Everybody Out!

Jarrow MarchAlthough I’ve been a member of a trade union, I can’t recall ever having been on strike. I might be wrong because I have a vague memory that there was talk of a walk out when I was in NALGO in my the dim and distant past, but I don’t remember using poster paint on homemade placards, marching on the streets or sloping off to the pub for an afternoon.

I drifted away from the unions before I was 20 years old, mostly because I’d moved into the private sector where trade unions were simply irrelevant.  I did briefly join the NUJ but that was so I could also get a Press Club membership and they had a decent snooker table and you could get a drink pretty much any time of the day or night.

Strikes in those days were for people who got their hands dirty for a living, or so it seemed. Car workers, dockers, miners, train drivers and the like downed tools, worked to rule or went on a go-slow on pretty regular basis, but if your chief occupational hazard was ink-stained fingers and you were put upon by your employer, you just tutted and carried on pushing your pen.
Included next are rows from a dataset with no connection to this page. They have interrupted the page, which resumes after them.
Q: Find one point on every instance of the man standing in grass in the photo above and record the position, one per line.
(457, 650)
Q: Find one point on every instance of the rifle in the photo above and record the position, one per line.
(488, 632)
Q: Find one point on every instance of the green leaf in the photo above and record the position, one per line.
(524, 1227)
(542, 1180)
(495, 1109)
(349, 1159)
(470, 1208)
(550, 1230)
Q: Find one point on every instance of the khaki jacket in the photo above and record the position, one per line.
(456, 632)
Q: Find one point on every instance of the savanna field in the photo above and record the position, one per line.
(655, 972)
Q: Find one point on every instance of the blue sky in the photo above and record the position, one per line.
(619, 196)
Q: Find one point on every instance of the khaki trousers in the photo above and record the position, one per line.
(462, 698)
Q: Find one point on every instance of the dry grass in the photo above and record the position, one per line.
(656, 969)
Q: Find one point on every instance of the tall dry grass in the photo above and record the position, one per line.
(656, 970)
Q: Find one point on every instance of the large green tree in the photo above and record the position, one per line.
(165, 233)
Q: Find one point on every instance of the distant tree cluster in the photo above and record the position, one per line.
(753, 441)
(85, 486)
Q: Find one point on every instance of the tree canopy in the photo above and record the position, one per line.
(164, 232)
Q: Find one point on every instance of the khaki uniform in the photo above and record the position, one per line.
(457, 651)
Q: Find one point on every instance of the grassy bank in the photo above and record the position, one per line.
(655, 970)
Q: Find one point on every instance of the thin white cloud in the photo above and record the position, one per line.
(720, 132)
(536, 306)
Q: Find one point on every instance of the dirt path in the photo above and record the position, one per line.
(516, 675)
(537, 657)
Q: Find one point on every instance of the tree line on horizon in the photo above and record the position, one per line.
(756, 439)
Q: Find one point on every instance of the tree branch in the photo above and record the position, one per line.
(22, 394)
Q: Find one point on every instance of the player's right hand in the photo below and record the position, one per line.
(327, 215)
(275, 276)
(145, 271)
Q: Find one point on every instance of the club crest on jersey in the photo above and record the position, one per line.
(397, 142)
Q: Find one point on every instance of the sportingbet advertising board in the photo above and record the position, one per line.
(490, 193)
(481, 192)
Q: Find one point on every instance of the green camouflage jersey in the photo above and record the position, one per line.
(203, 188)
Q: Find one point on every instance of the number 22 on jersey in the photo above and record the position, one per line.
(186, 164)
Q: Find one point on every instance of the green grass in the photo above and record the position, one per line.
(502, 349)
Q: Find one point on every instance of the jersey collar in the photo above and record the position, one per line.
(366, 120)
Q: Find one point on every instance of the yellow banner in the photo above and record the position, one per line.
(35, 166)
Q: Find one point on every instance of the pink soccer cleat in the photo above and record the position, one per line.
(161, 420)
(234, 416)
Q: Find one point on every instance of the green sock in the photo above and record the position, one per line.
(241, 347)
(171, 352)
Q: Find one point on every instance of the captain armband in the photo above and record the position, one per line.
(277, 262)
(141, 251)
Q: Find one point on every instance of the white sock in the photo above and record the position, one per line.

Maybe we lacked firebrand leadership. Rover had “Red Robbo” in the 1970s, the miners had Arthur Scargill in the 1980s and the printers of Sogat 82 had Brenda Dean when they fought Rupert Murdoch at Wapping. I suspect that the nickname of my union general secretary would have been “You’ve Got a Point There Mrs Thatcher”.

Of course, just like political careers, those disputes ultimately ended in failure. The coal mines have gone, apart from those that have been turned into industrial heritage parks, Rupe is taking over the media with the help of his mates in government and the British car industry is now a bloke in a shed whose idea of mass production is one car a month that no-one but Top Gear wants or can afford.

All of which must sound like I have a pretty jaundiced view of trade union and collective action and it was certainly true when workers and management were at loggerheads over teabreaks. ‘Spanish practices‘ or the odd percentage point of a pay rise. It always struck me that the strikers lost more than they gained from their belligerence.

But I fully support the public sector workers’ action today. There is a fundamental issue at stake here: whether the government, or any organisation for that matter, should be allowed to renege on the contract it makes with its employees.

Private sector workers are complaining loudly that they’ve lost their final salary pensions and that the teachers etc aren’t living in the real world, but the answer isn’t to drag everyone down to the same level. That way the ‘real world’ will be a miserable place for everyone, other than for the bankers and politicians who I’m sure will do very nicely, thank you.